Pierre Pilarski : "Les courses m'ont rendu meilleur"

Il a connu tous les bonheurs du monde au trot avec le tourbillon Bold Eagle. L’aventure a continué pour lui avec Face Time Bourbon. Pierre Pilarski est un propriétaire comblé dont la casaque rouge, jaune et noir est désormais active dans les trois disciplines. Ce dimanche, il a eu un partant dans la Poule d’Essai des Poulains à Longchamp. Dimanche prochain, il aura l’un des favoris du Grand Steeple-Chase de Paris avec Feu Follet. Ses couleurs ont aussi changé de label. Elles sont aujourd’hui celles de l’Ecurie Hugo et Pierre Pilarski. Transmission, famille, sens de la vie.
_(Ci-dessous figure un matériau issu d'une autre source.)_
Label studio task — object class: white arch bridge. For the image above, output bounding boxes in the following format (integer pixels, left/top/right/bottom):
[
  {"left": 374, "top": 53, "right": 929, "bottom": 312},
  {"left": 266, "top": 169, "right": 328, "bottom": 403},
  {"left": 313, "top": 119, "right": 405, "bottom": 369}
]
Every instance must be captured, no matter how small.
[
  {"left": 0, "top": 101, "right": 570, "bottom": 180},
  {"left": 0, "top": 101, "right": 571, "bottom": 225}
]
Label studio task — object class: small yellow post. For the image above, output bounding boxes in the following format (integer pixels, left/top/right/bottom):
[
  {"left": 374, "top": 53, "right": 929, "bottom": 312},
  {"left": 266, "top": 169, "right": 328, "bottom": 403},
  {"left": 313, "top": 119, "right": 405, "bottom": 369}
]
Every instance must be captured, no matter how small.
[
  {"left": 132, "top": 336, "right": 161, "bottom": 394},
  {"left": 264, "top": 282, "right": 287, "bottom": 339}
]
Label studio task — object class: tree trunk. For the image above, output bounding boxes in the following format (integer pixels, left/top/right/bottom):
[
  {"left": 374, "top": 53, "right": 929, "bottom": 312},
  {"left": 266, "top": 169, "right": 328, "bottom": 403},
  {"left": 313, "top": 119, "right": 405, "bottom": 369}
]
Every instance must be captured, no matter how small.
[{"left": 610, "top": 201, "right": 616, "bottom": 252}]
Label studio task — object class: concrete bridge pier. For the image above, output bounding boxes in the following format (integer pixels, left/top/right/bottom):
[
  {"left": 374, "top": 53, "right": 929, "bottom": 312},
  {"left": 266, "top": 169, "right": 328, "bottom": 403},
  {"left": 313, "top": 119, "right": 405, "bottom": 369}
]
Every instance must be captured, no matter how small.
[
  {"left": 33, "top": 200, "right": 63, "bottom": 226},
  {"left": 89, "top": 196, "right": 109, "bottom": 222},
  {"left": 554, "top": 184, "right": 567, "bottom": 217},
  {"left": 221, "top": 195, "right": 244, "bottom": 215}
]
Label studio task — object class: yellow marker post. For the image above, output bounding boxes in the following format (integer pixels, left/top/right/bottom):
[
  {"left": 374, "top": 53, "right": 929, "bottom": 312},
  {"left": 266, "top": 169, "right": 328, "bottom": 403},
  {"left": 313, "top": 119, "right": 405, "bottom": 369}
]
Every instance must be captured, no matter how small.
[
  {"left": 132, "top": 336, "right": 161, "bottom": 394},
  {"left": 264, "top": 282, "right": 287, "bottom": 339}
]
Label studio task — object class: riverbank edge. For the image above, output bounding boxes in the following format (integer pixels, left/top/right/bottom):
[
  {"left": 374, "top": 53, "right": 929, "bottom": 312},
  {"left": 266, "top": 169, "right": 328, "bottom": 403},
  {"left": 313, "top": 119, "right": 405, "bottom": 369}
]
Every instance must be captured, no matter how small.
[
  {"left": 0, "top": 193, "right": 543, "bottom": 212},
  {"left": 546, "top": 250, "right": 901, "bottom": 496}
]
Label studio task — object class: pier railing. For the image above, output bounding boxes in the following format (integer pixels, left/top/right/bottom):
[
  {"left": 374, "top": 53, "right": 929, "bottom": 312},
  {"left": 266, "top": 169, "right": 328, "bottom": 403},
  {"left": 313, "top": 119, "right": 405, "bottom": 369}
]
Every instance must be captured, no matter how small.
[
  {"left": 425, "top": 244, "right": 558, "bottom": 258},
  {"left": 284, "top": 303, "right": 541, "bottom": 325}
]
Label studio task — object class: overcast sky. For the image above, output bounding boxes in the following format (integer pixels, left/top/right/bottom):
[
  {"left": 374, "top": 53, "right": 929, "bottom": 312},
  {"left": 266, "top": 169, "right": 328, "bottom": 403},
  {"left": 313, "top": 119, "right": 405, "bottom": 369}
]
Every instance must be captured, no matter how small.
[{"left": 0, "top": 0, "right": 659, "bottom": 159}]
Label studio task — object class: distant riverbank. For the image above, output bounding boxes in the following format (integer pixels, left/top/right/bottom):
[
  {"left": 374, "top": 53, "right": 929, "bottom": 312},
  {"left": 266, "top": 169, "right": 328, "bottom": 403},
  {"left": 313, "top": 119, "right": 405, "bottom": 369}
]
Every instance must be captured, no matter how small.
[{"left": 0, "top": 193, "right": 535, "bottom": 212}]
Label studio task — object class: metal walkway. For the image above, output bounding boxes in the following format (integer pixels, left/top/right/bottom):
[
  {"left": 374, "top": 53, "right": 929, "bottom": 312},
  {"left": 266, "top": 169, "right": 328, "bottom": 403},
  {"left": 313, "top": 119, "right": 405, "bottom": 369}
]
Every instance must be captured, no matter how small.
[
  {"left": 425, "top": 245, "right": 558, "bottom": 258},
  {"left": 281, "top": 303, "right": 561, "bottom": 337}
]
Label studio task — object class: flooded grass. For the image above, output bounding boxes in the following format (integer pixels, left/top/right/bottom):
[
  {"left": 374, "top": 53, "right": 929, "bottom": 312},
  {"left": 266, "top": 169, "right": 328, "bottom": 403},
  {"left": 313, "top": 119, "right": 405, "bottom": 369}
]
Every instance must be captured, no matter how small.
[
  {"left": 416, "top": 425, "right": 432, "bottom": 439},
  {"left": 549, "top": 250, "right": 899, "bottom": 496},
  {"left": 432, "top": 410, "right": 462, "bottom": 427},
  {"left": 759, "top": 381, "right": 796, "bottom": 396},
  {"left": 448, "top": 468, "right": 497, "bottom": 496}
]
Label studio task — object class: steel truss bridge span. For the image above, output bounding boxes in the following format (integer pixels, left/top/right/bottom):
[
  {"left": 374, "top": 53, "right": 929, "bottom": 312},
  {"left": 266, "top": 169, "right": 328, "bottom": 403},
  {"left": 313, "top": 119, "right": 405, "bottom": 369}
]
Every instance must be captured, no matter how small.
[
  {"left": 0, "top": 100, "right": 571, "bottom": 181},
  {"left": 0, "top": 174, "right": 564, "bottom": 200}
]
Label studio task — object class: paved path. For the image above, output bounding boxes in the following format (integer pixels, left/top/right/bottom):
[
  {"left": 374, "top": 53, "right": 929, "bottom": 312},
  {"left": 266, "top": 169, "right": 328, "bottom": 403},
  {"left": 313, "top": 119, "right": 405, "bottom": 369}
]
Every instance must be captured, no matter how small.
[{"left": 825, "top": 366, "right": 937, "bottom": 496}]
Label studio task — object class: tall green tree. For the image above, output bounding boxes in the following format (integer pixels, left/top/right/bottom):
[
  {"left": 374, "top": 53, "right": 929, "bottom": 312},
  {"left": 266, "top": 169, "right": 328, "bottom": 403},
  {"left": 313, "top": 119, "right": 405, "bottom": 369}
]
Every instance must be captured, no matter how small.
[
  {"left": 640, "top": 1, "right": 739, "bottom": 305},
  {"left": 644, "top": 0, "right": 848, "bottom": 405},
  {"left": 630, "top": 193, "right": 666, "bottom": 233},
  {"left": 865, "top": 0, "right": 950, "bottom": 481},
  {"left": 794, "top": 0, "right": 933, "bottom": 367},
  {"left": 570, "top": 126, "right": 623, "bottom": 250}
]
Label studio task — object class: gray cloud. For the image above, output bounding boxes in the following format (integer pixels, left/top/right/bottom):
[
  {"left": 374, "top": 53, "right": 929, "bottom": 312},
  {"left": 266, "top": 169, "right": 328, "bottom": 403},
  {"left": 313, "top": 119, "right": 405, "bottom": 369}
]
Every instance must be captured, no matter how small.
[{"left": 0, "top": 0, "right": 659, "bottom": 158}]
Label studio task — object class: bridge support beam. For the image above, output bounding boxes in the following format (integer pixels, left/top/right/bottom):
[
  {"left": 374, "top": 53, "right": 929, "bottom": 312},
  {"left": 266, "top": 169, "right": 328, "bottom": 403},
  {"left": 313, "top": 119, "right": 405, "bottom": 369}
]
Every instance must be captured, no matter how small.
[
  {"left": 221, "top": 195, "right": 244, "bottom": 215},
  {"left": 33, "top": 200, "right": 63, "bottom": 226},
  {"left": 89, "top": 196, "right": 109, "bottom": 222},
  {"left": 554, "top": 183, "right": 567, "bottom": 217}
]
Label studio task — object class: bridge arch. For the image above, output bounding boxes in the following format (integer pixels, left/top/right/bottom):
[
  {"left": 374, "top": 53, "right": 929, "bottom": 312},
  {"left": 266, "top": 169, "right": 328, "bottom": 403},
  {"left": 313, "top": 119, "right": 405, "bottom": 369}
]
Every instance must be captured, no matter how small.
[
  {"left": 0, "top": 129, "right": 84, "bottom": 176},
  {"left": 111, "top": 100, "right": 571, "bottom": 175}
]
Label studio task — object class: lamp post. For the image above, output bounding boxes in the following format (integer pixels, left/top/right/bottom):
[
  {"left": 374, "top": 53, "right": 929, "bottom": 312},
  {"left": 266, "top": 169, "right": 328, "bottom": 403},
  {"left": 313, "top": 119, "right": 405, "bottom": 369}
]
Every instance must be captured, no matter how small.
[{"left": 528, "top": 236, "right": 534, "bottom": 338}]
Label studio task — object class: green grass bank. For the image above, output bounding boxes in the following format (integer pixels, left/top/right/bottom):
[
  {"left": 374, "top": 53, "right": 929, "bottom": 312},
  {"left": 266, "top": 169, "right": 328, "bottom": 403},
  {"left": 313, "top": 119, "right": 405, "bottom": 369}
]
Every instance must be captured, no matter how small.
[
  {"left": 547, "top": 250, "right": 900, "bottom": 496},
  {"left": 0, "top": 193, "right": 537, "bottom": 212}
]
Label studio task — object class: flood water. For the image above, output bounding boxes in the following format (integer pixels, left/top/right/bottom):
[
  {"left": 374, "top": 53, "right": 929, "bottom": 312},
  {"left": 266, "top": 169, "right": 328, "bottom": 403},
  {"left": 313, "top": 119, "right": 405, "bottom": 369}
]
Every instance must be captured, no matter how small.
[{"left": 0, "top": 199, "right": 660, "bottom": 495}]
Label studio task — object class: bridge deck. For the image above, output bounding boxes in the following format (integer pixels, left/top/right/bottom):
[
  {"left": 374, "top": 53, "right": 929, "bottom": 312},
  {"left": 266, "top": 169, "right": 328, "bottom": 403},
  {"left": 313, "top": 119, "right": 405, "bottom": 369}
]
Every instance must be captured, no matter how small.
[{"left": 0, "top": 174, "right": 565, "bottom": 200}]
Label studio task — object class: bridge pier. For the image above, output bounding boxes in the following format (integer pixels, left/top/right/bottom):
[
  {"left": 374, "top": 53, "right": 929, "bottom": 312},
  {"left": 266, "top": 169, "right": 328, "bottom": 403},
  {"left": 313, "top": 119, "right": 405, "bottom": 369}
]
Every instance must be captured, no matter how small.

On parle de tout quand on échange avec le propriétaire sur les courses, qui deviennent comme une fenêtre sur le monde.

24H au Trot. Parlons d’abord votre effectif au trot. Où en êtes-vous ?
Sous mes couleurs, avec mon fils dorénavant, il me reste quatre trotteurs : mes vieux tontons Evariste du Bourg et Eagle Eyes et deux jeunes intéressants Just An Eagle et Just As Well. J’ai aussi des chevaux en association, à 50 %, sous d’autres couleurs, comme l’estimée Jahia (invaincue en deux sorties) avec mon ami Jean-Pierre Micholet ou Iru Fushi. Ensuite, j’ai aussi la relève qui arrive avec des "K" et des "L". Chez les L, j’ai trois produits de Ready Cash bien nés. Je n’ai pas vocation à augmenter mon nombre de trotteurs. À mon avis, le trot restera autour d’une dizaine de chevaux.

Pourquoi votre effectif est-il devenu plus important au galop dorénavant et notamment en obstacle ? Est-ce lié au modèle économique de chaque discipline, avec des opportunités de retour plus importantes au galop ?
Je considère avoir été un enfant très, très gâté au trot. J’ai gagné deux Prix d’Amérique et obtenu une deuxième place qu’il ne faut pas oublier avec Bold Eagle. Deux Prix d’Amérique avec Face Time Bourbon sans ma casaque cette fois. J’ai remporté des semi-classiques avec Cash and Go et Villeroi. Quand vous avez eu la chance de participer et de gagner des compétitions comme ça, quand vous avez vécu des émotions dingues, je sais qu’aujourd’hui, pour revivre tout ça, il faudrait que j’investisse beaucoup plus d’argent que je ne le fais actuellement. Or le fait d’être devenu pluridisciplinaire divise aussi mes moyens. Je ne pourrai jamais avoir une écurie de trot qui sera capable de rejouer les premiers rôles. Le trot, un peu comme le plat, ce sera un peu à la marge.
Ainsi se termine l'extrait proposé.